As seen in the image above, you play the shooter as an ominous silhouette. Initially, you play in “Historical” mode, which is the way events happened – apart from the fact that in real life things aren’t all shadows and neon. You slump around at the slow pace of someone weighed down, steal your mother’s guns, shoot her, and then proceed to the school and shoot at the kid and teacher shadows there. Once you’re in the school, you have the option to skip ahead to the end of the level, at which point the police have arrived and the only remaining move the game grants you is to shoot yourself in the head. If you don’t skip ahead, there’s a countdown clock that gets you there eventually.

After this level, you can play “Guncontrol” level. In this version, no guns are available to you. You have to stab mom repeatedly, and after failing to open her safe, are magically given a katana sword and a sledgehammer, with which you enter the school again, and try to kill the shadows using only a sword. You still kill some, but it’s much harder, and you have to off yourself with pills (the end card lets you know you got your stomach pumped and stood trial) You might see the beginnings of a point emerging here.

sandyhookguncontrol.jpg

And emerge it does, because this unlocks a third level called “Eagletears,” in which you are in the NRA world, with no gun control whatsoever. Mom is still a sleeping duck, and the teachers have handguns, but you have a machine gun. This, of course, is the easiest level of them all. If you wish to play Lambourn’s message at the end, he makes it clear – if you have a problem with the way gun laws are, you need to contact your representatives – and he provides a link to where you can do exactly that.

[warning: pink stylized blood ahead]


sandyhookeagletears.jpg

There is in fact a long tradition of games that mess with your expectations by either turning out not to be games in the traditional sense at all, or which turn around suddenly and cast you as the villain when you thought you were the hero. We even did a list of them. One similar to this, Super Columbine Massacre RPG!, actually spawned a whole movie on the topic. A recent movie equivalent would be something like Ender’s Game, which sells itself as a fun space war film, only to let you know at the end SPOILER that you’ve been rooting for genocide.END SPOILER

So why wouldn’t the writers actually play the games? Just spitballing here, but there seems to be an assumption that violent games magically make people do violent things against their will. It’s why the media made note of the fact that the Columbine killers played Doom. It’s why pro-NRA politicians are quick to blame video games after a shooting as surely as their opponents will blame all gun owners.
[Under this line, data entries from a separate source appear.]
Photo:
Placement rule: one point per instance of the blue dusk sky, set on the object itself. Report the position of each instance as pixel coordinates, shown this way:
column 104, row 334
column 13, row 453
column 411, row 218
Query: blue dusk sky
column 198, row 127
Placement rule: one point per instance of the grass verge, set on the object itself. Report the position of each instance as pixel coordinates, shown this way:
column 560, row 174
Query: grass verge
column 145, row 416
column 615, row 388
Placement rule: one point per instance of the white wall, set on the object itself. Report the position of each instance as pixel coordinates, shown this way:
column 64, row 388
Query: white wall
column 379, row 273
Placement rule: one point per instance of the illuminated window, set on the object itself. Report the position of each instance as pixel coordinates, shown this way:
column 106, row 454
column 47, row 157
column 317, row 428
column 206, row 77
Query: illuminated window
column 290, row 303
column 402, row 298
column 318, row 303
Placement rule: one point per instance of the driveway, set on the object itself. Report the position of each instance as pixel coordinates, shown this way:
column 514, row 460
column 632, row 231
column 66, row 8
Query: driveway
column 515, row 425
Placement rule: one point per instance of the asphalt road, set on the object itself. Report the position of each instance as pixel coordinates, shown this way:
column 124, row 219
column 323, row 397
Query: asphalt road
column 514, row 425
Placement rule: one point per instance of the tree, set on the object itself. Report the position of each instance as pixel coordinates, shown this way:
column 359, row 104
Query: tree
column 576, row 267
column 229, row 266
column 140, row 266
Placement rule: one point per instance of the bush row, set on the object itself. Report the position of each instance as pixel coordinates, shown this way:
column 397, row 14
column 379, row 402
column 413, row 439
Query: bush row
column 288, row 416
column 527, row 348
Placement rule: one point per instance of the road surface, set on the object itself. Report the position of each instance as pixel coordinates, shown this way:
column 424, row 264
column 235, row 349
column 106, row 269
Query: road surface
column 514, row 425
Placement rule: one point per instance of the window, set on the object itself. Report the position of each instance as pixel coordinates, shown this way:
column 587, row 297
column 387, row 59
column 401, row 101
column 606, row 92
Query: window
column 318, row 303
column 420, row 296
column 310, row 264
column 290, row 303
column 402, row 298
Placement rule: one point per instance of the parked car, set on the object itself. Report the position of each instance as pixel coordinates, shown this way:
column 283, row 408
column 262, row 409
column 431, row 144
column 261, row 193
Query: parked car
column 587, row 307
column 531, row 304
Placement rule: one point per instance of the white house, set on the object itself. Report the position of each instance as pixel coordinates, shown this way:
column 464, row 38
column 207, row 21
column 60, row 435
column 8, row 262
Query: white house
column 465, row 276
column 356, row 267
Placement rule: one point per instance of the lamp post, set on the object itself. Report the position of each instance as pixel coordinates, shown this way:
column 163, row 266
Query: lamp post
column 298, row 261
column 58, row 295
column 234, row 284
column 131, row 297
In my senior year of college, I did a research paper on the topic of violence and video games – this was the era of Mortal Kombat, which was fairly groundbreaking in its photo-realism for the time. I read lots of studies. Do you know what I found?

There is a correlation between games and violence, but it’s probably not the one you think. Violent behavior increased in players…who spent long hours playing the game by themselves, regardless of the violence content in the game itself. Video games induce violence only to the extent that they encourage the kid to be anti-social.
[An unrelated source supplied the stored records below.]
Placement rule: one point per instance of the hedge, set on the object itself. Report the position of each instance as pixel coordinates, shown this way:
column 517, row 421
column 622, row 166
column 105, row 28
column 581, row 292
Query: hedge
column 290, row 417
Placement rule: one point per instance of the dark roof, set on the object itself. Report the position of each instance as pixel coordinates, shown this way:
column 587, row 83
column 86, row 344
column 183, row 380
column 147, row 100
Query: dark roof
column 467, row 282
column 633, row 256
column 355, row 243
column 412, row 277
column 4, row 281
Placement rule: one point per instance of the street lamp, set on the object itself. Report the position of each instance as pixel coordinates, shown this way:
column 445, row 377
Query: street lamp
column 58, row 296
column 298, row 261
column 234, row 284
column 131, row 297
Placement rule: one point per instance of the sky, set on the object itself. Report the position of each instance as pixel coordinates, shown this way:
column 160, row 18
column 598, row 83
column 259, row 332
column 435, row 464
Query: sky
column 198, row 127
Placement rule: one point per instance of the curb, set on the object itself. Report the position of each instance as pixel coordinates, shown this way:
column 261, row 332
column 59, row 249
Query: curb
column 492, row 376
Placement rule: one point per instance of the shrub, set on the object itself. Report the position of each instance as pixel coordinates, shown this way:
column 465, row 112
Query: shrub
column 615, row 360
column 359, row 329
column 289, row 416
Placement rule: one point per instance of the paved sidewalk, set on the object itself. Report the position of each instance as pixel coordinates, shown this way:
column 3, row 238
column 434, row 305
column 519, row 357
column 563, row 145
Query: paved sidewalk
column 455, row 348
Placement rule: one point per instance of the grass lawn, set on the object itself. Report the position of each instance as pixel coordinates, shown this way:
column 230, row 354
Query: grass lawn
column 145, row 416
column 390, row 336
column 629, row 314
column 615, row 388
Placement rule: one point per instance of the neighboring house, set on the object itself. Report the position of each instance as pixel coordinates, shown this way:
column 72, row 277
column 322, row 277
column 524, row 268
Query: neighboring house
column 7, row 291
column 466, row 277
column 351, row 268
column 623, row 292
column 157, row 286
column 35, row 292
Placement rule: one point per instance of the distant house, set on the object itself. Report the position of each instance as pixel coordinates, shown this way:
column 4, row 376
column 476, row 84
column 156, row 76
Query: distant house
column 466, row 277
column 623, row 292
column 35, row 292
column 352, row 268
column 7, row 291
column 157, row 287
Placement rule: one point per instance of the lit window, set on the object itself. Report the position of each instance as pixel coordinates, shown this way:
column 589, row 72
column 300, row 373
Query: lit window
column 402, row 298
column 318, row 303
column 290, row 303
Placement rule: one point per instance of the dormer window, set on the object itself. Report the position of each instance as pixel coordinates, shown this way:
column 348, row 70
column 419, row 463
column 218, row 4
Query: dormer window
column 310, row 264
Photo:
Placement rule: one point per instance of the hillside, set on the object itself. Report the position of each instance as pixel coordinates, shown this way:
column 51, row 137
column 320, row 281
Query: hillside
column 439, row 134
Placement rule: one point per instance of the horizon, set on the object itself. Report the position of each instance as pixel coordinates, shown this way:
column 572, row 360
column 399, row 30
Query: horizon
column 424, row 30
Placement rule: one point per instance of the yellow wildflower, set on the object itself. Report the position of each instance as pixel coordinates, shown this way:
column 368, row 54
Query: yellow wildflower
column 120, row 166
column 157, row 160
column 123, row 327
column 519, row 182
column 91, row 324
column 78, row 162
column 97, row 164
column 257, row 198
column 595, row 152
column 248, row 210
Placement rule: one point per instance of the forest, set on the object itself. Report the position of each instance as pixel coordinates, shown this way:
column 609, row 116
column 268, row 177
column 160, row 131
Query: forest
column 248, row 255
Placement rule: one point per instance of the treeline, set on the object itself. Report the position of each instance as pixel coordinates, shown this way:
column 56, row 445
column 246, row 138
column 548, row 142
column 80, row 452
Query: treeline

One caveat: this was before consoles had remote mutliplayer action, and so I don’t know where playing with others online rather than in-person fits in to all of that.

Ryan Lambourn did not make this game to make you turn violent, or to celebrate death. He didn’t even make it as escapism or entertainment. He made it in the hopes that he could convey a political point in a digestible game format that would reach people who’d ignore a tirade on TV or a newspaper editorial. As usual, the debate got framed by people who can’t understand that video games are yet another story-telling tool, which need not merely tell a single kind of story.

Agree with his politics or not…the misunderstanding of video games is the real problem here. And while protesters try to get this game taken down from various sites where you can play it, the last time I checked there were still a few. Take a look if you like.

I’d normally end with a joke here, but given the subject matter I’m just afraid someone would accuse me of joking about actual deaths. Besides, I have giant wild mushrooms to eat and bricks to hit with my head.